After Eden: Life over health

“Not dying” is the worst way to live. 

Bryan Johnson has a single goal: Don’t die. The 47-year-old biotech millionaire has spent the past four years of his life as the human subject of Project Blueprint, a lifelong longevity experiment. Every aspect of Johnson’s life is meticulously recorded and analyzed by a team of more than 30 doctors. Johnson takes 54 pills a day. He eats his final meal of the day at noon for optimal digestion. His diagnostics and treatments cost $2 million a year

Johnson even used his 17-year-old son for a plasma exchange in 2023, an experiment he later admitted was not successful. 

Though Johnson’s commitment to advancing longevity science — especially by publishing all of his findings online for the general public — is admirable, he unwittingly exemplifies a kind of spiritual poverty and illness into  which we ourselves can also easily fall. 

Johnson’s website “Don’t Die” proudly proclaims, “We are at war with death and its causes.” His project stands at the pinnacle of the 21st century’s health and wellness obsession — the same industry that brings us fad diets, IVF, and the gene-editing tool CRISPR. 

Yet to be at war with death is, paradoxically, also to be at war with life. Johnson’s lifestyle allows no privacy, no spontaneity, and little time to spend on his children and other relationships. In a Jan. 7  interview with Bari Weiss on The Free Press’s “Honestly” podcast, Weiss asked Johnson about this. 

“I think a lot of people will hear about what you do and think to themselves, ‘He’s spending all of his time trying to not die and missing the things that make life—life!’ What do you say to that?” Weiss said. 

Johnson partially dodged the question, discounting the possibility that humanity knew what made life worth living. 

“The idea that we somehow have mastered existence and that we know what the purpose of existence is, is so silly of a notion,” Johnson said. 

Your god is what most occupies you, and it is clear Johnson has chosen health. Yet health makes a fickle god, liable to turn on one at any moment. No lifestyle can completely prevent the risk of cancer, or Alzheimer’s, or a thousand other natural causes — to say nothing of car accidents or natural disasters. 

Johnson is only an extreme version of  many health-obsessed influencers. The utter caution their lifestyles revolve around isn’t healthy at all, and often blinds them to the wealth and beauty that spring from risk. Their lives are poorer and less human for it.

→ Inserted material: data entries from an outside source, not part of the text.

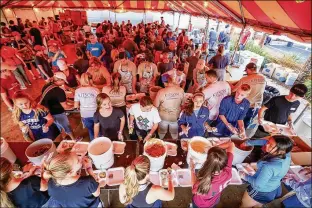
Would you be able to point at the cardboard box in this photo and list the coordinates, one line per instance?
(305, 156)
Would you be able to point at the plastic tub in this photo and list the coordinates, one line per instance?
(235, 180)
(6, 151)
(119, 147)
(154, 178)
(171, 149)
(184, 177)
(33, 150)
(198, 157)
(163, 178)
(240, 155)
(101, 152)
(157, 163)
(115, 176)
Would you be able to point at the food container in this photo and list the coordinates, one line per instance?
(115, 176)
(235, 180)
(119, 147)
(184, 177)
(156, 151)
(101, 152)
(246, 168)
(171, 149)
(163, 178)
(197, 150)
(80, 148)
(65, 145)
(38, 149)
(154, 178)
(101, 175)
(300, 177)
(184, 144)
(6, 151)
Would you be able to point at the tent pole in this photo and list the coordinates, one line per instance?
(236, 46)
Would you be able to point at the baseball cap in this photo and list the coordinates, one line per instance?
(52, 43)
(15, 33)
(39, 48)
(60, 75)
(61, 64)
(299, 89)
(251, 66)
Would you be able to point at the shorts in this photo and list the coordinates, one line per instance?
(62, 122)
(264, 197)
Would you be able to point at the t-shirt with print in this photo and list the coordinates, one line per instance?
(53, 99)
(86, 96)
(257, 84)
(218, 184)
(10, 86)
(144, 120)
(60, 56)
(279, 109)
(8, 55)
(219, 62)
(78, 194)
(35, 123)
(232, 112)
(118, 99)
(109, 126)
(95, 49)
(214, 94)
(169, 101)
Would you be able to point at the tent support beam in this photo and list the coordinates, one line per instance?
(237, 43)
(242, 11)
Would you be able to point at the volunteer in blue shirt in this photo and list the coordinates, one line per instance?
(95, 48)
(193, 119)
(265, 184)
(232, 112)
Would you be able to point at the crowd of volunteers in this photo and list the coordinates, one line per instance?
(192, 98)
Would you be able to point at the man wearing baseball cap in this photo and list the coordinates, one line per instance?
(257, 83)
(54, 98)
(279, 109)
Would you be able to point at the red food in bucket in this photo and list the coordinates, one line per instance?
(155, 150)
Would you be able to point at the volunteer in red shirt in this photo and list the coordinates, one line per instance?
(213, 177)
(10, 56)
(9, 85)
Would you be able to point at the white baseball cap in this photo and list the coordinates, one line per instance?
(60, 75)
(61, 64)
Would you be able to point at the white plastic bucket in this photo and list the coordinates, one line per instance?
(33, 147)
(198, 158)
(291, 78)
(153, 91)
(240, 155)
(157, 163)
(101, 152)
(6, 151)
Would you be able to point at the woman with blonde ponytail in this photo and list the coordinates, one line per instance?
(20, 192)
(67, 188)
(138, 191)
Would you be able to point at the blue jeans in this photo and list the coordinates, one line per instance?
(89, 124)
(62, 122)
(250, 115)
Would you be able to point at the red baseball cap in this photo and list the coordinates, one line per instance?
(52, 43)
(39, 48)
(15, 33)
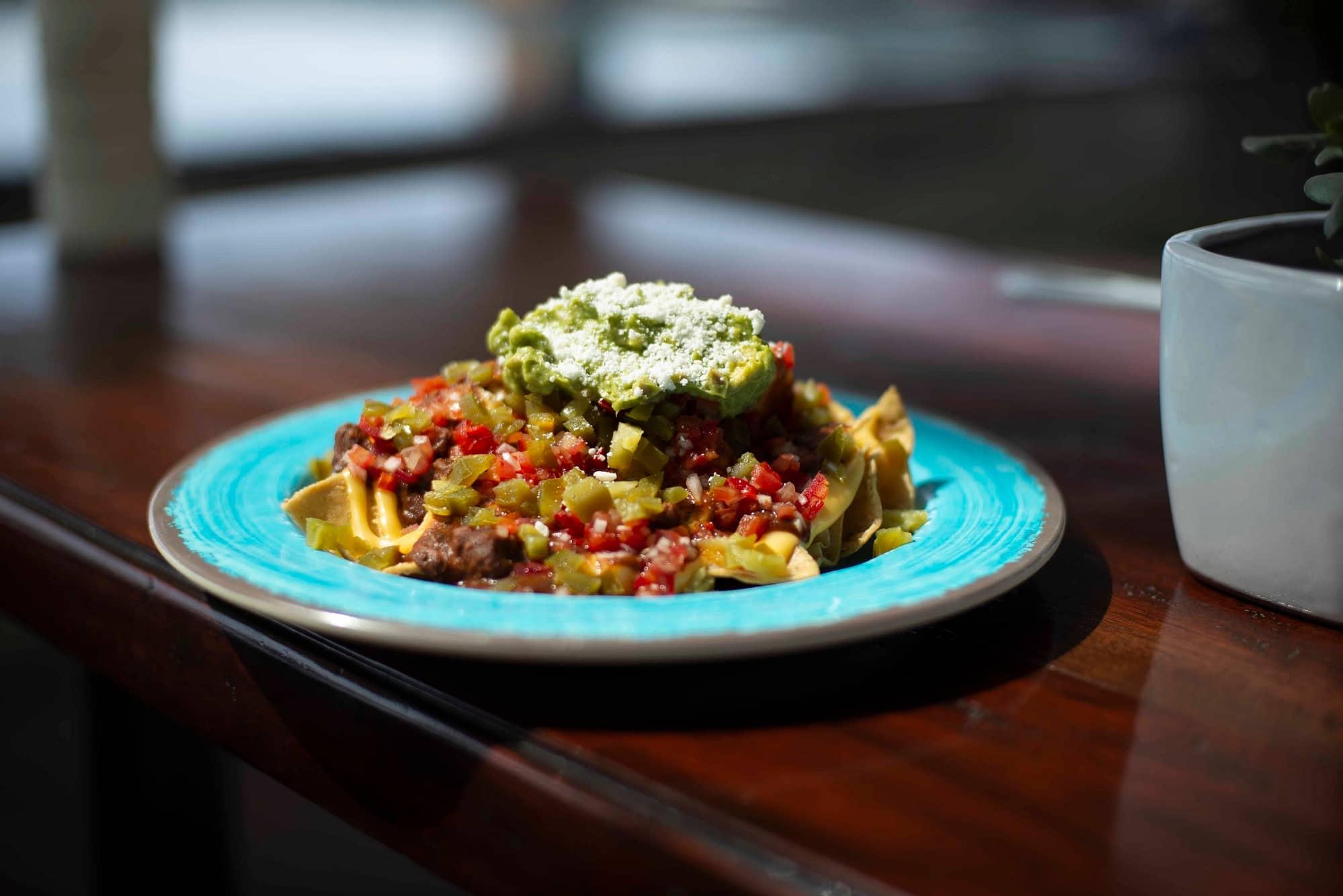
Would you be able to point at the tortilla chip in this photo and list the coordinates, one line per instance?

This isn’t to say we should forget caution and never give our health a second thought. Absolutely, take care of your body — but do it for the right reasons. Abandon the fear and the paralyzing caution of anything even vaguely threatening to your lifespan. Do it to be able to play sports with your kids in the backyard one day; to have the energy to serve your profession, family, and community well; and to be around to see your grandchildren grow up. 

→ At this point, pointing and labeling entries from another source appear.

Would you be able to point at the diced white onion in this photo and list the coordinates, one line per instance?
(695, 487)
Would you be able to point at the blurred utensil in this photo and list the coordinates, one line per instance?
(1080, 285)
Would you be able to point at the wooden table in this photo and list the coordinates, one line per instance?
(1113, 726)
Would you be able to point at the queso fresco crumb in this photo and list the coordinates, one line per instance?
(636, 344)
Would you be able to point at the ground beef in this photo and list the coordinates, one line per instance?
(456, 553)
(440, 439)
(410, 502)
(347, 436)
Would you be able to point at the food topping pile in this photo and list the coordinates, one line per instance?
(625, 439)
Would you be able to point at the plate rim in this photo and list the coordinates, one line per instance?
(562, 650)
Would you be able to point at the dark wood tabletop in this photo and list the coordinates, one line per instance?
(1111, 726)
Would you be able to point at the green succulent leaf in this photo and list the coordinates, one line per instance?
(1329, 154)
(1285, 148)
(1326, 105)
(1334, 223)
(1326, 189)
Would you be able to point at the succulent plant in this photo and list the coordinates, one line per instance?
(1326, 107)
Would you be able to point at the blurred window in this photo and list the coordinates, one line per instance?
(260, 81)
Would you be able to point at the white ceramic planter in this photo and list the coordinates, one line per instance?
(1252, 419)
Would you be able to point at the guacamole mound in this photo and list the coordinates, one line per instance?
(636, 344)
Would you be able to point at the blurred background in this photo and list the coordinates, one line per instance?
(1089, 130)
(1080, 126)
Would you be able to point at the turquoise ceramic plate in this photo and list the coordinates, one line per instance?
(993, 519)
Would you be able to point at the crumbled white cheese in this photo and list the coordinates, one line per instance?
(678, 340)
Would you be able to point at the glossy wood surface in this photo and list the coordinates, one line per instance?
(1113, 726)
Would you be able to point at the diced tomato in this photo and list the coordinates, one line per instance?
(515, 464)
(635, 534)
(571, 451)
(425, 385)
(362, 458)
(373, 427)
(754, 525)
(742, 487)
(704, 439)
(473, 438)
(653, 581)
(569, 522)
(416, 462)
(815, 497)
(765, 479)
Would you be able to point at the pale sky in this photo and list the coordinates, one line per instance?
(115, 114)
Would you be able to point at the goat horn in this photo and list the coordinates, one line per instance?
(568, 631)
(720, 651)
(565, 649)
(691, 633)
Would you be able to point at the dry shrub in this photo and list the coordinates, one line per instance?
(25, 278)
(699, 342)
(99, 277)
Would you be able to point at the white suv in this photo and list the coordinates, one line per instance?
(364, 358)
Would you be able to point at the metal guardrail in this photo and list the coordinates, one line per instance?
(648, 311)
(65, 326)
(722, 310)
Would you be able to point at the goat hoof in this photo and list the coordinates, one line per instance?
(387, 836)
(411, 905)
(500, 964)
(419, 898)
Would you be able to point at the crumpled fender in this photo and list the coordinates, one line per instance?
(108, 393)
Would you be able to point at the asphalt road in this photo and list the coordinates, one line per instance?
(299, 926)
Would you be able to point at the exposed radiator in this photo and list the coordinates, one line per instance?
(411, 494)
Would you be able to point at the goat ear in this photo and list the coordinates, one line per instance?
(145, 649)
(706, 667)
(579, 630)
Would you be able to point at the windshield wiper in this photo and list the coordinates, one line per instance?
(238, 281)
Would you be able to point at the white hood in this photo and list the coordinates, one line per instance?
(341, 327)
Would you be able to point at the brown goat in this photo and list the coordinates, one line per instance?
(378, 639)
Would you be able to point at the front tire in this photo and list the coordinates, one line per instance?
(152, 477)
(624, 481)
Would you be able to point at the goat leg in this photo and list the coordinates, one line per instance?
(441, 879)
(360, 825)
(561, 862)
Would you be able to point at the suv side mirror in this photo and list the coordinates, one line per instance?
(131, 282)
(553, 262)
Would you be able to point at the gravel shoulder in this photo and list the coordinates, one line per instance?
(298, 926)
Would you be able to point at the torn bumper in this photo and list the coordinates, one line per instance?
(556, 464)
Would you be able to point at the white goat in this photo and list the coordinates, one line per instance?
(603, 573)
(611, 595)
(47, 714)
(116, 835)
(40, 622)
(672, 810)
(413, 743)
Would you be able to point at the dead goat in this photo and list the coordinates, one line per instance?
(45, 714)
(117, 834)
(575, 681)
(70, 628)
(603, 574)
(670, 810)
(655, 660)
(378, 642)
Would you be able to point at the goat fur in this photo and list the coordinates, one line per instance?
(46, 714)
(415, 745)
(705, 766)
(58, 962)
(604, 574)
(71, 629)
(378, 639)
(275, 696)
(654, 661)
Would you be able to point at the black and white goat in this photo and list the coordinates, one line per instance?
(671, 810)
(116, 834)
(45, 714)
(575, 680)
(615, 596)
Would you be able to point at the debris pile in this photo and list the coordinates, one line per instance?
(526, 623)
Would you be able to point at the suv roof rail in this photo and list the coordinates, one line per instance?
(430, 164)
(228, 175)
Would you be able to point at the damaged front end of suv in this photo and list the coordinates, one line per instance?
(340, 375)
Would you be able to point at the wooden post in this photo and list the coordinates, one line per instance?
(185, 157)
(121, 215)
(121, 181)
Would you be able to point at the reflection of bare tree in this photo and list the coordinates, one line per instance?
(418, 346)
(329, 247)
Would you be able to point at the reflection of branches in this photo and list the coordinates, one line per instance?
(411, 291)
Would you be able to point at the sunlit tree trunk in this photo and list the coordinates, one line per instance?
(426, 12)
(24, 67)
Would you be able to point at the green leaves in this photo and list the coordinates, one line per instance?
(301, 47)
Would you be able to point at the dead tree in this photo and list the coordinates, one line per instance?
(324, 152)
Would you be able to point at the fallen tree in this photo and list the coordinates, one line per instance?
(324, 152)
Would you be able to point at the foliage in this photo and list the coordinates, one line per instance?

Yet hold health lightly, living so as to die well, and so as to be happy even when your health does fail. 

One of my favorite short stories is Leo Tolstoy’s “The Death of Ivan Ilyich.” It’s a masterpiece. As the title suggests, the story follows Ivan’s final days, as he comes to realize what makes dying so frightful is knowing he had not lived well. Finally, Ivan acknowledges his failures and discovers it is not too late to do right. 

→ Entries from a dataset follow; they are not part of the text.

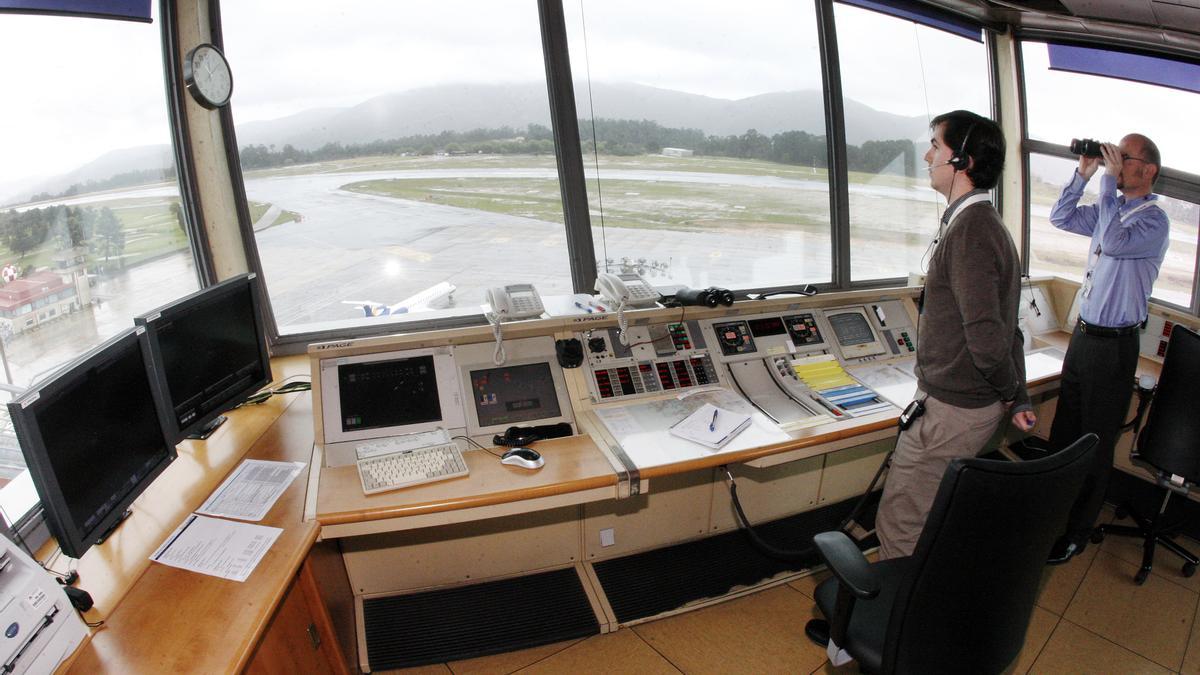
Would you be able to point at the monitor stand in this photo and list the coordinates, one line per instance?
(208, 429)
(108, 532)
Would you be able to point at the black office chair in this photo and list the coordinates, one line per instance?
(1168, 447)
(961, 603)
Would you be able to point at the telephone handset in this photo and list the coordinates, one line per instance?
(629, 290)
(514, 302)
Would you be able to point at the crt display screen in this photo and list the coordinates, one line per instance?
(514, 394)
(851, 328)
(391, 393)
(210, 353)
(101, 436)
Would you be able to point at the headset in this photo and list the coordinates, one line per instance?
(960, 160)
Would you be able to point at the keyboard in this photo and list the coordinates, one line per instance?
(382, 471)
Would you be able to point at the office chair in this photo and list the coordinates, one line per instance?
(1169, 448)
(961, 602)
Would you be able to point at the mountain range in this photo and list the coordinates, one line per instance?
(463, 107)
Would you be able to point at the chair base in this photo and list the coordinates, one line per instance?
(1152, 533)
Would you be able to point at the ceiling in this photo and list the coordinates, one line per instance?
(1171, 25)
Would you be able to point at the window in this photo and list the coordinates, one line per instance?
(891, 94)
(89, 201)
(705, 141)
(1113, 108)
(397, 156)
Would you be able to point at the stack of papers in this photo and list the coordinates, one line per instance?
(834, 386)
(711, 425)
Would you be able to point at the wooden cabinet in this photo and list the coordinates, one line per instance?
(300, 637)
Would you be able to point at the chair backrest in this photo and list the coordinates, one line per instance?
(966, 601)
(1170, 440)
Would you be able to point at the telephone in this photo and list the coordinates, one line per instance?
(514, 302)
(628, 290)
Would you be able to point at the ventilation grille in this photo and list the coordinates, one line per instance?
(471, 621)
(651, 583)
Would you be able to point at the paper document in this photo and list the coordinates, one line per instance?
(252, 489)
(221, 548)
(711, 425)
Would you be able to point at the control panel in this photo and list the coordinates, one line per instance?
(659, 358)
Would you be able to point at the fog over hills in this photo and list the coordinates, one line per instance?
(463, 107)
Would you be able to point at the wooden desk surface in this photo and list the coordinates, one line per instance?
(171, 620)
(573, 465)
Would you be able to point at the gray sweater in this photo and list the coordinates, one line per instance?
(970, 348)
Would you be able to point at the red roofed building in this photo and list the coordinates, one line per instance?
(36, 298)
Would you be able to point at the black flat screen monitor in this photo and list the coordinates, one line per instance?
(514, 394)
(211, 353)
(93, 440)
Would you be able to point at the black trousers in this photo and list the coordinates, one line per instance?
(1097, 386)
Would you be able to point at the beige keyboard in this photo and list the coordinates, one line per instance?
(391, 471)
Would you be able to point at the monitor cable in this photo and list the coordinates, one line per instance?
(498, 356)
(910, 414)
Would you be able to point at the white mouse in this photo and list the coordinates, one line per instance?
(525, 458)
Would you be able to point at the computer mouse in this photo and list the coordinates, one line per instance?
(525, 458)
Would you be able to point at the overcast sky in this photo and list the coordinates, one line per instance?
(78, 88)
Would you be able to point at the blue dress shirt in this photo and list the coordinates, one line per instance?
(1128, 244)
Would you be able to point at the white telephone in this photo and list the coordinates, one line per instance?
(514, 302)
(628, 290)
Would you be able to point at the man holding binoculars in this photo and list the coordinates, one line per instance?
(1128, 236)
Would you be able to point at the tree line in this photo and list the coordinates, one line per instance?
(65, 227)
(615, 137)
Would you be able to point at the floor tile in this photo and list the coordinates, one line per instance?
(621, 651)
(1165, 565)
(1073, 649)
(1153, 620)
(1192, 657)
(1061, 581)
(757, 633)
(1042, 625)
(507, 662)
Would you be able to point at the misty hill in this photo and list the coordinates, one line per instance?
(463, 107)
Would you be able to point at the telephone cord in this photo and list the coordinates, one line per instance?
(623, 323)
(498, 356)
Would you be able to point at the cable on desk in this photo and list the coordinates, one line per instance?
(287, 388)
(472, 441)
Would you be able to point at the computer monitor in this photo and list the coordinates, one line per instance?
(93, 440)
(527, 389)
(389, 394)
(855, 334)
(211, 353)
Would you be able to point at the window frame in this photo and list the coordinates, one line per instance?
(1171, 183)
(569, 156)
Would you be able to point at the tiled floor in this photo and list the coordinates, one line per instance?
(1091, 617)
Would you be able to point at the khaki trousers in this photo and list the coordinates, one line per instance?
(921, 458)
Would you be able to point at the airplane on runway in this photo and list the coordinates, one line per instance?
(432, 298)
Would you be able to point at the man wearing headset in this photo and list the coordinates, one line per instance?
(970, 358)
(1128, 236)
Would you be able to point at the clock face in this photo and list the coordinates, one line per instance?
(207, 76)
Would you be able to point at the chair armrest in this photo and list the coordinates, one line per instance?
(847, 563)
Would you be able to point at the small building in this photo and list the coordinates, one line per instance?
(36, 298)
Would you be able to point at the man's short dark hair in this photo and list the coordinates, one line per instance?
(985, 144)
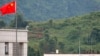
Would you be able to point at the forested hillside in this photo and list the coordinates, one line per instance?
(42, 10)
(66, 35)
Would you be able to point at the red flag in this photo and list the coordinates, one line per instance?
(8, 8)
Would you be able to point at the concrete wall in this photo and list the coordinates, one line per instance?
(71, 54)
(9, 35)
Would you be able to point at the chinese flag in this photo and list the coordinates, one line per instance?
(8, 8)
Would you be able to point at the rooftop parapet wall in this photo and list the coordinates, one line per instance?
(9, 35)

“He sought his old habitual fear of death and could not find it. Where was it? What death? There was no more fear because there was no more death,” Tolstoy writes. 

Proximity to death opens Ivan to the fullness of life. We, fortunately, don’t need to wait until the very end to accept death. A life well lived, even if short, is enough.

 

Caroline Kurt is a junior studying English.